Two RSV vaccinations, one from Pfizer and the other from GSK, have been recommended for elderly patients by an FDA advisory group, as reported by NBC.
Last week, advisors to the Food and Drug Administration suggested that the organisation approve two RSV vaccines for older patients, one from Pfizer and one from GSK.
Even though the FDA often adopts the recommendations of the advisory group, the next step is for the agency to approve each vaccine, which might take several months. Before the shots are made accessible to the general public following FDA approval, the Centers for Disease Control and Prevention must endorse them. If all of that occurs, the shots would be the first RSV vaccinations to be licenced in the United States.
The FDA advisors delivered their suggestions over the course of two days in different meetings. The Independent Vaccines and Related Biological Products Advisory Committee recommended Pfizer’s vaccine on Tuesday by a 7–4 majority, with one member abstaining. According to Pfizer, the single-dose shot has been demonstrated to reduce the risk of respiratory syncytial virus disease by as much as 86% in persons 60 and older.
The committee’s 12 voting members then unanimously endorsed GSK’s vaccine for the same age range on Wednesday based on its effectiveness. According to trial results recently published in the New England Journal of Medicine, the shot significantly reduced the likelihood of symptomatic illness and severe disease in adults 60 and older by 83% and 94%, respectively. RSV can induce lower respiratory disease, albeit most healthy persons only have minor symptoms. But, in severe cases, RSV can result in pneumonia or bronchiolitis, which irritates the airways and causes them to become mucus-filled.
Infants and older persons are more at risk for such results. Every year in the United States, RSV claims the lives of over 10,000 persons 65 and over and about 300 kids under the age of 5. Last winter saw a sharp increase in newborn cases that overflowed children’s hospitals and served as a reminder of the virus’s danger.
Pfizer’s injection appeared to cause some advisory committee members more significant concern than GSK’s. A few of the specialists voiced concern that not enough trial participants from Pfizer contracted RSV to fully evaluate the effectiveness of the shot.

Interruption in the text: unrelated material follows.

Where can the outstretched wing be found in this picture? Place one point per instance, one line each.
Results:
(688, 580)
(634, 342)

Regarding safety, some advisors were concerned about a possible link between the Pfizer vaccine and Guillain-Barré syndrome. This rare neurological condition affects nerve cells and results in muscle weakness or paralysis. Following vaccination, one of the men in Pfizer’s experiment experienced the onset of Guillain-Barré syndrome (GBS), and a woman experienced Miller-Fisher syndrome, a rare nerve condition associated with GBS.

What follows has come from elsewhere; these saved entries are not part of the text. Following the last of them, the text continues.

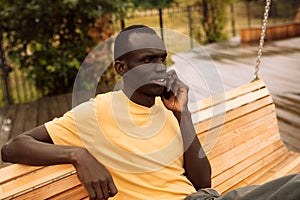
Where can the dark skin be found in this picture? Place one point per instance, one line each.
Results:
(35, 147)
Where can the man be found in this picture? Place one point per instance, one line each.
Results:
(138, 142)
(135, 143)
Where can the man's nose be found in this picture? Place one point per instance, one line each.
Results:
(160, 67)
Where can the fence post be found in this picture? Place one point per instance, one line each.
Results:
(5, 71)
(249, 15)
(161, 24)
(232, 20)
(190, 26)
(122, 23)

“It was a 1 in 9,000 risk of GBS, which is concerning,” said Dr Hana El Sahly, the FDA advisory committee chair.
After the vaccine is approved, the FDA has requested that Pfizer do another research to assess the likelihood of developing Guillain-Barré syndrome.
The FDA also discovered one Guillain-Barre case in the GSK experiment that may have been caused by the vaccine, as well as a greater rate of atrial fibrillation (an abnormal heartbeat) among vaccine recipients compared to the control group.